Multi-Objective Optimal Phasor Measurement Units Placement in Power Systems
Abstract
The extensive development of power networks has increased the requirements for robust, reliable and secure monitoring and control techniques based on the concept of Wide Area Measurement System (WAMS). Phasor Measurement Units (PMUs) are key elements in WAMS based operations of power systems. Most existing algorithms consider the problem of optimal PMU placement where the main objective is to ensure observability. They consider cost and observability of buses ignoring the reliability aspect of both WAMS and PMUs. Given the twin and conflicting objectives of cost and reliability, this dissertation aims to model and solve a multi-objective optimization formulation that maintains full system observability with minimum cost while exceeding a pre-specified level of reliability of observability. No unique solution exists for these conflicting objectives, hence the model finds the best tradeoffs. Given that the reliability-based PMU placement model is Non-deterministic Polynomial time hard (NP-hard), the mathematical model can only address small problems.
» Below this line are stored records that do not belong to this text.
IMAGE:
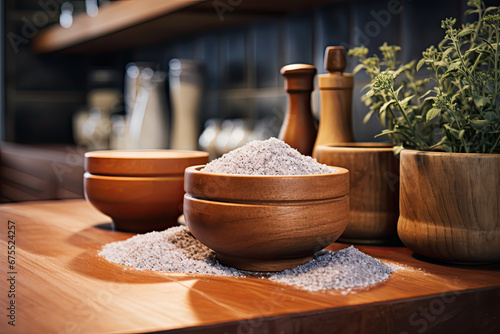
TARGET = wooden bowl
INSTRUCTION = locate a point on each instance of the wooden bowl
(142, 162)
(266, 223)
(374, 189)
(145, 193)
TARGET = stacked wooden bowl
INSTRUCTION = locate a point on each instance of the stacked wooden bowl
(141, 190)
(266, 223)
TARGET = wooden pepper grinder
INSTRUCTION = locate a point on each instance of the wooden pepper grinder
(336, 100)
(298, 129)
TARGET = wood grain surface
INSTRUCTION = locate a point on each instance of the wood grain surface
(62, 286)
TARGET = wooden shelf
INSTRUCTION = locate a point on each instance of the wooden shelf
(63, 285)
(126, 24)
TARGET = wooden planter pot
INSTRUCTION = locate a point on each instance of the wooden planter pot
(450, 205)
(374, 188)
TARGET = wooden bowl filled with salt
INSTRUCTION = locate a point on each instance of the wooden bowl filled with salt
(266, 207)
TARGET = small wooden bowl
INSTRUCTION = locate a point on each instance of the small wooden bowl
(374, 189)
(140, 190)
(142, 162)
(266, 223)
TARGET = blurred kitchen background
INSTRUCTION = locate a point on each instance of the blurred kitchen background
(89, 74)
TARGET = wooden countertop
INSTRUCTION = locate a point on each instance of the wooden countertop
(62, 286)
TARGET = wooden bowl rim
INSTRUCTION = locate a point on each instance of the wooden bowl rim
(159, 162)
(120, 178)
(265, 188)
(145, 154)
(196, 169)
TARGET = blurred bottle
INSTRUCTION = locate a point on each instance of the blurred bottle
(149, 120)
(186, 82)
(207, 138)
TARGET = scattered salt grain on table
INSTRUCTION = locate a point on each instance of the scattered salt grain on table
(266, 157)
(176, 250)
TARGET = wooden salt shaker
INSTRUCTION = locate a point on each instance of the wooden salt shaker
(298, 129)
(336, 100)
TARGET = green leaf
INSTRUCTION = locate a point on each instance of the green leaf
(369, 94)
(397, 149)
(421, 63)
(358, 68)
(405, 101)
(481, 101)
(479, 124)
(491, 116)
(398, 90)
(368, 116)
(465, 32)
(388, 103)
(461, 134)
(454, 66)
(447, 52)
(433, 113)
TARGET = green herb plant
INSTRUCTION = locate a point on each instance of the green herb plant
(460, 112)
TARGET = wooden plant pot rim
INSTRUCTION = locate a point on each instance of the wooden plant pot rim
(452, 154)
(450, 205)
(357, 147)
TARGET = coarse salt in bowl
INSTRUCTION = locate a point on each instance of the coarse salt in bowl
(266, 222)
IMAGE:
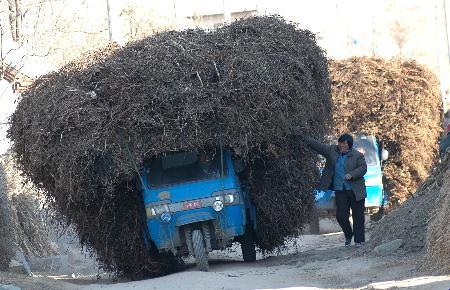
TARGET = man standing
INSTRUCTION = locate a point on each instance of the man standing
(344, 173)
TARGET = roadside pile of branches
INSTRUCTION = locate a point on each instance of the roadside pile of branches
(422, 222)
(438, 232)
(77, 133)
(411, 221)
(29, 218)
(399, 102)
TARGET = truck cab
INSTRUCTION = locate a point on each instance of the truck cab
(195, 203)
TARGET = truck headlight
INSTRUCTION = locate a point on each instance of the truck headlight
(166, 217)
(156, 210)
(218, 205)
(373, 181)
(228, 198)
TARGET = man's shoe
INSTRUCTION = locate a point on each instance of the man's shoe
(359, 245)
(348, 242)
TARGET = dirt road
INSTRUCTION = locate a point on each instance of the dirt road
(311, 262)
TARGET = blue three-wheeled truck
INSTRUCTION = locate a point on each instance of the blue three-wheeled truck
(195, 203)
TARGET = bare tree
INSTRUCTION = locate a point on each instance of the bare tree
(15, 18)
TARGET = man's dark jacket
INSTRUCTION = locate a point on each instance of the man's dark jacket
(355, 165)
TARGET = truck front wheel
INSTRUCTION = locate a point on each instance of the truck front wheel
(200, 254)
(248, 245)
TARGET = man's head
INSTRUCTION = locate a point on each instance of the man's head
(345, 143)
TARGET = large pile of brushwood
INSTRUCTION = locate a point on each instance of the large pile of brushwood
(29, 218)
(399, 102)
(422, 222)
(81, 134)
(438, 231)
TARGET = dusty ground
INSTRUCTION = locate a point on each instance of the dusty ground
(311, 262)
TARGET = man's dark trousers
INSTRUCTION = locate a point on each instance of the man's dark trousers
(345, 199)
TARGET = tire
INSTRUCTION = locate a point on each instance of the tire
(200, 254)
(248, 246)
(314, 227)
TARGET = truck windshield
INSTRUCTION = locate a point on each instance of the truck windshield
(365, 146)
(181, 167)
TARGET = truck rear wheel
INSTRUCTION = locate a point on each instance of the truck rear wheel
(200, 254)
(248, 246)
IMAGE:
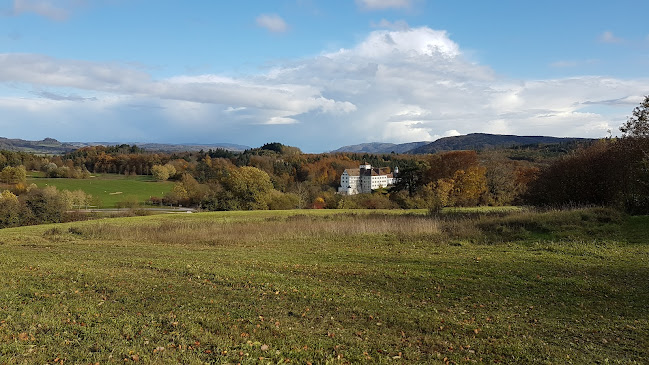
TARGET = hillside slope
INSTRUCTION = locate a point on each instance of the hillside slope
(481, 141)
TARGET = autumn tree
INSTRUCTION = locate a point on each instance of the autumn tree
(13, 175)
(250, 186)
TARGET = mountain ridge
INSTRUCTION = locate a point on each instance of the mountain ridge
(481, 141)
(53, 146)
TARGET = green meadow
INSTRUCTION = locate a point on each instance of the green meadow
(326, 287)
(110, 189)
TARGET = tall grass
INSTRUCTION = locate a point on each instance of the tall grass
(475, 228)
(293, 227)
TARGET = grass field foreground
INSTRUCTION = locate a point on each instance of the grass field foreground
(328, 287)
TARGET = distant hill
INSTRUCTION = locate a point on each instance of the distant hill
(161, 147)
(481, 141)
(48, 146)
(52, 146)
(379, 147)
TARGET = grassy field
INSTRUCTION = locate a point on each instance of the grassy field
(328, 287)
(110, 188)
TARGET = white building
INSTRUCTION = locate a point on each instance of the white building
(364, 179)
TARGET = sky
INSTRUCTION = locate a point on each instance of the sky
(318, 74)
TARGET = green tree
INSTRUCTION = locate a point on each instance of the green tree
(637, 125)
(9, 210)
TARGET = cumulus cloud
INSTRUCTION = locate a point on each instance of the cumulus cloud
(383, 4)
(395, 86)
(272, 22)
(386, 24)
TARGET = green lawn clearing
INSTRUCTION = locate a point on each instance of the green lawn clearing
(110, 188)
(328, 287)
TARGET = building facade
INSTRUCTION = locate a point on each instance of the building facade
(364, 179)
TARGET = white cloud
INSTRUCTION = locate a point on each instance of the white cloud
(272, 22)
(393, 86)
(281, 120)
(384, 4)
(46, 8)
(609, 37)
(386, 24)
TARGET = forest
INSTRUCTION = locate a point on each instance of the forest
(610, 172)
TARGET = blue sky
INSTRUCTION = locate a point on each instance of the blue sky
(318, 74)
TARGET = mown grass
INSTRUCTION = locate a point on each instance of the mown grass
(328, 287)
(110, 189)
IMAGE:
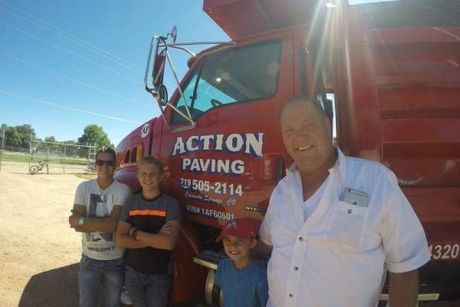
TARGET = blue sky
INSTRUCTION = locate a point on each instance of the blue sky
(67, 64)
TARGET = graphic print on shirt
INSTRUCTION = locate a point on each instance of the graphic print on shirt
(97, 206)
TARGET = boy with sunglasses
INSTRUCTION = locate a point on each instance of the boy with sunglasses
(95, 213)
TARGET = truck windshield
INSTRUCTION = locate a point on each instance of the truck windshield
(230, 76)
(409, 13)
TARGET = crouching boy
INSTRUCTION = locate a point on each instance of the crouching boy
(148, 229)
(242, 279)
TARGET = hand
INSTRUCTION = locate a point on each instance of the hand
(166, 229)
(73, 220)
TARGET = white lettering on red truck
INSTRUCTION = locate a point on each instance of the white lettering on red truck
(245, 143)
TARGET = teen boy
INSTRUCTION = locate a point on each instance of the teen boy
(148, 229)
(243, 280)
(97, 207)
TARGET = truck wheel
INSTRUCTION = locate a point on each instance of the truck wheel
(33, 169)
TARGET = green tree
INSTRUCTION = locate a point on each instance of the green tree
(18, 136)
(94, 135)
(50, 139)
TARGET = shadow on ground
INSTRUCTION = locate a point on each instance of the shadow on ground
(55, 288)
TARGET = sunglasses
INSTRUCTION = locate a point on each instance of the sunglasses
(106, 162)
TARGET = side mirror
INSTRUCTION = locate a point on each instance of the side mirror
(174, 34)
(158, 69)
(161, 95)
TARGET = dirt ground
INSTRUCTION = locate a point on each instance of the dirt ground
(39, 253)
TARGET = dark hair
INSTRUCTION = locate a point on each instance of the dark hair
(152, 161)
(106, 149)
(305, 100)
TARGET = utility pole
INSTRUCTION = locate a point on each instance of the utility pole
(1, 149)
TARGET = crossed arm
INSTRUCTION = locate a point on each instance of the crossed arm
(129, 237)
(101, 224)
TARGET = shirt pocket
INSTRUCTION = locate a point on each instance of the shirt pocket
(347, 223)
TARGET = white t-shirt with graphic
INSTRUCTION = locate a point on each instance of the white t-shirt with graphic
(99, 203)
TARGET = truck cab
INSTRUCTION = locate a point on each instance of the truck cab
(389, 79)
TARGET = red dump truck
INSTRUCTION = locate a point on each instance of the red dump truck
(388, 73)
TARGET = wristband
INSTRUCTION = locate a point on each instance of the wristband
(131, 230)
(134, 234)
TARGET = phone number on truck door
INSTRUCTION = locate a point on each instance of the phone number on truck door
(208, 186)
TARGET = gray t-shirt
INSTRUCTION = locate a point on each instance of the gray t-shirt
(99, 203)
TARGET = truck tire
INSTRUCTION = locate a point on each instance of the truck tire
(33, 169)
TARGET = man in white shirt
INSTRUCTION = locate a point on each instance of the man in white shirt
(336, 224)
(96, 211)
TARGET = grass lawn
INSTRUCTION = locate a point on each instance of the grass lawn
(24, 157)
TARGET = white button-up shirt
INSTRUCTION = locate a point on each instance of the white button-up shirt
(339, 255)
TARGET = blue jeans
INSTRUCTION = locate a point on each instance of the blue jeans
(147, 290)
(92, 273)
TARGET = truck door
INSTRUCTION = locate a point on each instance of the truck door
(226, 163)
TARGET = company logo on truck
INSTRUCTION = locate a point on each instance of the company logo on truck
(238, 143)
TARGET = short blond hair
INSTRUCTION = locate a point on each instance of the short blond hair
(152, 161)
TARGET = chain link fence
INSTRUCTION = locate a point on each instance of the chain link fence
(47, 158)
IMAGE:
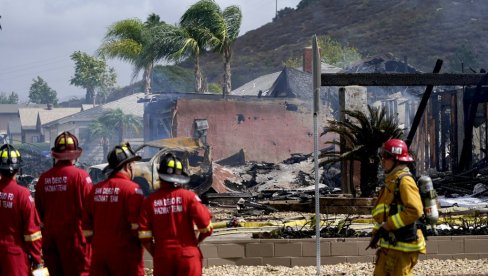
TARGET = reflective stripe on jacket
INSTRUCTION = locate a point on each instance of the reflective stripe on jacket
(410, 209)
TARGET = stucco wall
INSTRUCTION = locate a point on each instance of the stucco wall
(267, 130)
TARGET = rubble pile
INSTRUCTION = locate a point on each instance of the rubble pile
(294, 173)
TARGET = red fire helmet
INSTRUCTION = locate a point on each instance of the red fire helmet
(66, 147)
(397, 149)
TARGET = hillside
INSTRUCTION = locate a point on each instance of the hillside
(421, 30)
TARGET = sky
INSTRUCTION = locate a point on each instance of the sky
(38, 36)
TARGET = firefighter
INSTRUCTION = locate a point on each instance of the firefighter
(396, 211)
(60, 195)
(167, 221)
(111, 217)
(20, 233)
This research accomplishes the following: (a) modeling and solving the multi-objective PMU placement model for IEEE standard test systems and its observability, and (b) developing heuristic algorithms to increase the scalability of the model and solve large problems. In short, early consideration of the reliability of observability in the PMU placement problem provides a balanced approach which increases the reliability of the power system overall and reduces the cost of reliability. The findings are helpful to show and understand the effectiveness of the proposed models. However the increased cost associated with the increased reliability would be negligible when considering cost of blackouts to commerce, industry, and society as a whole.